Grant Reynard's Inside Manhattan

A MONA Moment
By Ron Roth
Director
Museum of Nebraska Art

A new ARTreach traveling exhibition organized by the Museum of Nebraska Art features original illustrations by Nebraska native Grant Reynard executed over the period of World War 11. Reynard created most of the illustrations between 1944 and 1946. They are, for the most part, the original art work for Inside Manhattan, an illustrated column he produced for the New York newspaper, P.M. Reynard also wrote the copy for these columns. His writing is light hearted and wry, cut along the lines of the Talk of the Town section of the New Yorker Magazine. Let's switch from the visual arts to the literary for a moment and enjoy a few of these columns. Here is one titled The Dali of the Knife Grinders.

Walking west on 47th street over toward Seventh Ave., I heard a great racket, the ring of metal mixed with lusty singing. The hubbub was made by a short stocky Italian who ground knives and shouted Verdi arias while the sparks flew from his emery wheels. Two sailors very much on shore leave were watching this operatic gentleman, Mike Trzano. He thoroughly believed in advertising. His traveling shop carried a pole on which hung flowers, ferns and various vegetables, including long Italian squash all topped by the American flag.

Mike moved briskly and I kept on his trail for several blocks down and across Broadway. In front of the Astor he stopped suddenly and pointed violently toward heaven, while waiting at a traffic light. Everyone, including myself, thought a flock of bombers must be over the city, but Mike was just putting on a show, attracting attention. He started again with sparkling decision and breadth of gesture and sang his way west, coming to a busy stop on Eighth Avenue. There he brandished a shining and wicked sample knife the size of a meat cleaver as he swept in and out of doughnut counters and lunch places. I suspected intimidation as he came out laden with cutting tools of all shapes and sizes.

Returning a handful of bright cutlery he passed through a beanery door in which I was standing and took a look at my drawing. Up to that point I had kept in the effacing shadows of handy doorways and behind signs, but now his wrinkled grin told me that everything was Jake with Mike and art, so we had a brief visit during which he produced a printed bill-head with his name and address. He calls himself the New York Grinding Service and has been in business more than 30 years.
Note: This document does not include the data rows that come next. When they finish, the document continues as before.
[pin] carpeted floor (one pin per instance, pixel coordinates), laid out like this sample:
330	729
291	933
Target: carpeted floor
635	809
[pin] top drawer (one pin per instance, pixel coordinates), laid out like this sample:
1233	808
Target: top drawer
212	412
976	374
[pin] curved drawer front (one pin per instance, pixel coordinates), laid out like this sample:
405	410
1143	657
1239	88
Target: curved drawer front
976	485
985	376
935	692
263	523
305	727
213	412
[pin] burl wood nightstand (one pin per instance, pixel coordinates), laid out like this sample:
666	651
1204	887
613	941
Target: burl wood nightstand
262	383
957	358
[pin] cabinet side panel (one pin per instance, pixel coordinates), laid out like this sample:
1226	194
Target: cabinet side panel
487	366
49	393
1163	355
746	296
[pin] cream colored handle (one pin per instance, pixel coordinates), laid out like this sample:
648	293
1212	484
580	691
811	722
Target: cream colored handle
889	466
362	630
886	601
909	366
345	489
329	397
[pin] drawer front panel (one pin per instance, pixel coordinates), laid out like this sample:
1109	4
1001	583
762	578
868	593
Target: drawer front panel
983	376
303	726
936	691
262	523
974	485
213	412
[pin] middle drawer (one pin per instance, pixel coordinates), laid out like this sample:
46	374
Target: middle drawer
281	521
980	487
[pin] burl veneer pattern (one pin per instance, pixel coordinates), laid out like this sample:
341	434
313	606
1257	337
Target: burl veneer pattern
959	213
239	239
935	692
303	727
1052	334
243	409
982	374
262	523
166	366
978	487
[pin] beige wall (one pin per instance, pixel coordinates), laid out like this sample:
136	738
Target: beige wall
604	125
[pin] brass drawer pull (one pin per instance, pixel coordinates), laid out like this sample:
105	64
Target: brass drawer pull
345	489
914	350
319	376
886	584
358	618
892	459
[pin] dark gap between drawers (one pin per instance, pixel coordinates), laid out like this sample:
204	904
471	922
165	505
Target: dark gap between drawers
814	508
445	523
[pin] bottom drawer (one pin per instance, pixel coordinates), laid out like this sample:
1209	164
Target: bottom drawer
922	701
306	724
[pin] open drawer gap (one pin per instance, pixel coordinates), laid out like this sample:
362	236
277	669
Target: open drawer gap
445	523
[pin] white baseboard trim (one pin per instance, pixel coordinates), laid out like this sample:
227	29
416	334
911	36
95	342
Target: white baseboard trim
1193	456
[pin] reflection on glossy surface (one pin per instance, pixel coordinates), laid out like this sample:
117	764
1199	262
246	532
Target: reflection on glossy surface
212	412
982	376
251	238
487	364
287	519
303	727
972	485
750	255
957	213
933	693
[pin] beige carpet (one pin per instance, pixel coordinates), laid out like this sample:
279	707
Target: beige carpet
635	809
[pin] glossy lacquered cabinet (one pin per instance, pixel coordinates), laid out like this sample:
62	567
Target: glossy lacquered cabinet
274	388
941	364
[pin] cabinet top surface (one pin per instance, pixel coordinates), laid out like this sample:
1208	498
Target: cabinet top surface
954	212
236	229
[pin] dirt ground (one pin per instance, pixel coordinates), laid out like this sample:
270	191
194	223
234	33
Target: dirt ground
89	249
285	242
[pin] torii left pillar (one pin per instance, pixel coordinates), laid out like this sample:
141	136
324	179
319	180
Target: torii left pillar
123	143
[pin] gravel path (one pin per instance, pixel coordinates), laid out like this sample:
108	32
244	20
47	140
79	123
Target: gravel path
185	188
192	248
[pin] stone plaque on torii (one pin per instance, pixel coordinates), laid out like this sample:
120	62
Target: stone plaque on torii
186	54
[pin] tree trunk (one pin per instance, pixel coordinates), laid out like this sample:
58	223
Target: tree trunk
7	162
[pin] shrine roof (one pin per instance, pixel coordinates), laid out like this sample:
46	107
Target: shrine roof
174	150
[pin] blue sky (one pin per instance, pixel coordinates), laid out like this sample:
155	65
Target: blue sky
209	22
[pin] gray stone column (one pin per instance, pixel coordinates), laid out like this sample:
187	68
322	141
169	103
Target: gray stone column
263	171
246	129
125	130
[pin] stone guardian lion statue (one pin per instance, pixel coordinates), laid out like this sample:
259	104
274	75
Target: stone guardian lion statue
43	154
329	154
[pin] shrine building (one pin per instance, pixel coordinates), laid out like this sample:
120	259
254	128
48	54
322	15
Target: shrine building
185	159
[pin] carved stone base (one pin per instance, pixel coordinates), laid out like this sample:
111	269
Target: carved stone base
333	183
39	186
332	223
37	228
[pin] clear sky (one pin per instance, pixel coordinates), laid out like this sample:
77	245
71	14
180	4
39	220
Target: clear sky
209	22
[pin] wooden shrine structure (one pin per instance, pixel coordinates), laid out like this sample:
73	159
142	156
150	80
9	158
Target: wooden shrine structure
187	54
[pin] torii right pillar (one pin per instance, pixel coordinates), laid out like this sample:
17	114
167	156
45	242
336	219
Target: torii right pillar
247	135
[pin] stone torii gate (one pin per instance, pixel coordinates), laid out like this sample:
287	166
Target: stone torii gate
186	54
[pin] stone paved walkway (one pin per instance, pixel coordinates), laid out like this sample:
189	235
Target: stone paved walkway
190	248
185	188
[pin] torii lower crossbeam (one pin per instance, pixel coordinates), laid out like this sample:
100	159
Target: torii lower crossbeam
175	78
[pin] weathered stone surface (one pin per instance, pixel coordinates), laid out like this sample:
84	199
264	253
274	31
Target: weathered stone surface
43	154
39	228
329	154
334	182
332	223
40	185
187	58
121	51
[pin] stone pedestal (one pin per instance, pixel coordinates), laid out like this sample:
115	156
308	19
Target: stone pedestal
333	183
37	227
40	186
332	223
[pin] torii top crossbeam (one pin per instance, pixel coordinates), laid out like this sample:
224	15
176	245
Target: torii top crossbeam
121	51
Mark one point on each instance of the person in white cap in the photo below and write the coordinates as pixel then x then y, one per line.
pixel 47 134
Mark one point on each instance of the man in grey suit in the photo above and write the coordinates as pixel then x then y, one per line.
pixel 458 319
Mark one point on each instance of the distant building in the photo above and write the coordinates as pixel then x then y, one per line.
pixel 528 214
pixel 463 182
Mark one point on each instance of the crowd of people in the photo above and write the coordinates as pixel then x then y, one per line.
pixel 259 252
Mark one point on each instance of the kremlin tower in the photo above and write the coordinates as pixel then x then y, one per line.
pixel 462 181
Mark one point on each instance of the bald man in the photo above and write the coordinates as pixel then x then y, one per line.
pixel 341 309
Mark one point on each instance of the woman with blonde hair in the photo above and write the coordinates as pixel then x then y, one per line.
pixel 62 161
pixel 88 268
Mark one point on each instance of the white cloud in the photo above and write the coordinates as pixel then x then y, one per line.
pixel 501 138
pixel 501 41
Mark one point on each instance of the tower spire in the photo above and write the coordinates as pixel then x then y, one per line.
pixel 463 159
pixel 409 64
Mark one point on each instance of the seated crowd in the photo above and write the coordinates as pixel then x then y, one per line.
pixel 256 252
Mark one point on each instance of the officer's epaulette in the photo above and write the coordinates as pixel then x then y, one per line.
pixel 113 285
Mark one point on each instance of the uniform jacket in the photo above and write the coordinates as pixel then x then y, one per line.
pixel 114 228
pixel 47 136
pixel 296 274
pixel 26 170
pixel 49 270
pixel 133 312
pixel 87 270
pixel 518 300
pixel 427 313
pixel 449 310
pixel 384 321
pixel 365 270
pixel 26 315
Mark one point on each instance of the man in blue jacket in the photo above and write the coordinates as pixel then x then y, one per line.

Here is his observation of the sculpture garden of the Museum of Modern Art.

You will find little tables. . in the garden of the Museum of Modern Art. On pleasant Fall afternoons you may have tea, or whatever, in case you don't go for tea. You take it easy on a bench or wander amongst the trees and sculpture. Girl's and service men squint and shuffle around the statues and argue about the art in war or the war in art at the cozy tables under the trees and gay umbrellas. Those I met tip with may not have agreed on the second front or what makes art art, but they seemed to be getting along swell with one another. Don't let the word Modern get in your way. There is art here for almost every taste. If you don't like the Recumbent Figure by Henry Moore (left) or the Figure by Lipschitz (right), you will surely be persuaded that the Action in Chains by Aristide Maillol in another part of the garden is certainly a vigorous image of a lady. However, if you want to be absolutely positive about the type of women you look at, you better bring your own along.

Here is an excerpt from an Inside Manhattan column titled The Train Leaves at Four-thirty.

Three Quarters of an hour before a train snakes off through the station' tunnels you will find little groups gathering before the gates at Grand Central. They turn suitcases into benches, and little Johnnies and Eddies sit envying the sailors who are going straight off to sink the Japanese. Drawing a group like this, you long for a little movie camera in each eye. A waiting crowd is always active. Johnny rests a moment on the baggage, then is up and away and worrying his mother. An enlisted man coos and clucks entertainment for his baby son. Babies are a great relief, far out of proportion to their size, when dads are soon to be gobbled by long steel trains. One little mother parks with her baby on a large suitcase while her sailor mate works at unscrambling a timetable.

The clean white bonnet of a Sister of St. Vincent de Paul, an odd sense off-light about it, flares a poem of neatness above the other headgear. An ocean of had compared with the out-of-press white circle on the back of the sailor's head in the foreground. He is out of press all around, responsive to, then bored with the fare wells he is getting, a full half-hour before train time.

Later this early group swells out into the great hive of the station. Family parties and solders and sailors and gals hurry from coffee and doughnut counters and from quick drinks in the little eating places down the corridors. After the gates open, the swankier, nattier officers and their girls come from the cafes in the Commodore. Through the arch and vanishing down the long cement platforms go the boys.

The last all aboard is called and the train glides silently away down the dark track. Nothing could be so dead as the space left between platforms by a vanished train. The little sailor's wife hugs her baby close and walks slowly toward the Lexington Avenue exit.